La jeune enfant avait l’air toute penaude, fixant un point au loin, rendant encore plus mal à l’aise Enrico. Ce n’était pas vraiment l’effet qu’il souhaitait produire sur sa propre descendance, bien qu’il ne connaisse rien de cette dernière et qu’il doutait encore de son existence il y avait de cela quelques minutes. Il la regarda encore une fois. Par les tétons de Néera, il avait beau espérer y voir autre chose à chaque fois qu’il posait ses yeux dessus, mais c’était bel et bien la réincarnation de sa mère ! Rien de mieux pour persuader l’amiral que cette fille était bel et bien la sienne. Une Montecale. Ca crevait les yeux, si fort que le crâne lui-même en était perforé. Impossible de réfuter la parenté, et encore plus quand elle lui révéla le nom de sa mère. Olivia ! C’était bien elle ! Il avait deviné un peu auparavant, mais l’apprendre de la bouche de la jeunette était encore plus déroutant.

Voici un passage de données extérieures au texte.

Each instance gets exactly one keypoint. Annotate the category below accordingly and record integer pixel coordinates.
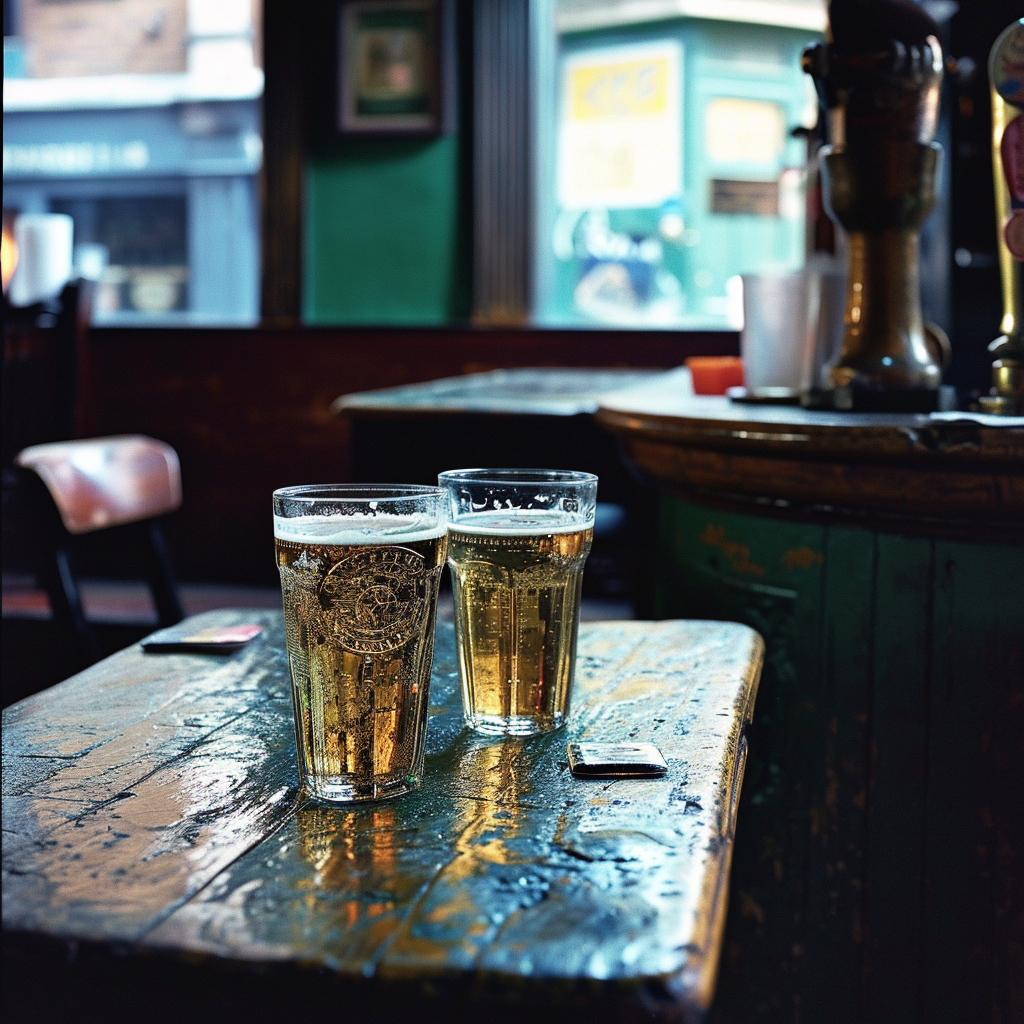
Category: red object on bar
(713, 374)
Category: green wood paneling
(975, 864)
(769, 576)
(837, 859)
(878, 869)
(382, 235)
(897, 773)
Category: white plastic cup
(44, 257)
(780, 318)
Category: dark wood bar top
(154, 834)
(952, 470)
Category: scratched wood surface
(154, 836)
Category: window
(675, 164)
(141, 120)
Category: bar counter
(877, 872)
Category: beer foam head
(347, 530)
(521, 522)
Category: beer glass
(517, 543)
(359, 568)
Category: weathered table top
(151, 816)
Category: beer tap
(1006, 71)
(879, 77)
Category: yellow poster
(621, 131)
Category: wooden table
(157, 860)
(881, 556)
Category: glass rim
(526, 477)
(357, 492)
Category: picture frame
(394, 68)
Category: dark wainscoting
(250, 410)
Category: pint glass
(517, 543)
(359, 568)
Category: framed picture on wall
(394, 67)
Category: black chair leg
(66, 604)
(162, 582)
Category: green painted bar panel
(975, 833)
(837, 858)
(383, 235)
(719, 564)
(877, 875)
(897, 771)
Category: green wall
(383, 235)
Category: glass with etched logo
(359, 568)
(517, 543)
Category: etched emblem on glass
(373, 598)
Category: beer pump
(1006, 70)
(878, 79)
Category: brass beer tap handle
(1006, 71)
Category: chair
(57, 491)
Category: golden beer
(359, 609)
(516, 576)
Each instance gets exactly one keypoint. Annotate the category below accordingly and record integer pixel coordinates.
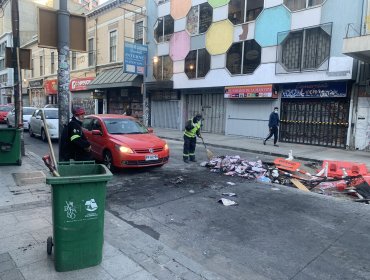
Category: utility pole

Il dut se tenir au chambranle de la porte, sentant tout à coup que sa jambe de bois ne le soutenait plus aussi sûrement.

Née à Velmone, en Bàrkios, neuf cent nonante-trois… Ca semblait correct. Et elle s’appelait Smeralda. L’Emeraude en patois ydrilote. Sûrement était-elle très précieuse pour sa mère. En y pensant, un soupçon de culpabilité envahit l’estropié. Alors c’était ça la fameuse close en bas du contrat ? Le tarif à payer pour ses erreurs de jeunesse ? Il n’en prenait pas encore pleinement conscience, et pour l’instant, tout ce qu’il voyait, c’était cette jeune femme à la beauté inestimable, et qui se revendiquait comme étant de son sang. Elle assura qu’elle ne venait rien quémander, et qu’elle n’était venue que pour le voir. Enrico y croyait peu, mais dut avouer que cette révélation le soulagea et lui fit chaud au cœur. Et apparemment, il n’était comme aucune des resprésentations qu’elle s’était faite de lui. Qu’est-ce que cela voulait dire ? Était-elle déçue ? Outrée ? L’imaginait-elle sans cette vilaine jambe, ou bien peut-être plus riche, plus puissant ? Tout à coup, cela avait encore plus d’intérêt pour lui. Il se rendit compte qu’il aurait préféré être roi, ou le plus riche des marchands d’Estrévent. Impressionner, certes. Et lire de l’admiration dans ses yeux. Là, en revanche, il ne savait pas quoi tirer des deux profondes prunelles de Smeralda.

« Je… Oui, je suis marin. Je suis même l’amiral de Langehack ! Et je prétends à la fonction d’amiral du Roy. Je suis également l’ancien gouverneur d’Azalie, et à présent seigneur de la ville dans laquelle tu te trouves. Et… Hum… »


Se grattant la barbe, le fier suderon chercha quelque chose à dire. C’était bien la première fois que, face à une femme, les mots lui manquaient. Cette situation aurait bien pu le faire rire, s’il ne s’agissait pas de lui-même. Il soupira un instant, agrippant la poignée de la porte. Il l’entrouvrit, avant de se tourner vers Smeralda et de lui dire un peu plus bas :

« Tu souhaites peut-être manger quelque chose ? Nous pouvons, hrm, parler de tout ceci à table. »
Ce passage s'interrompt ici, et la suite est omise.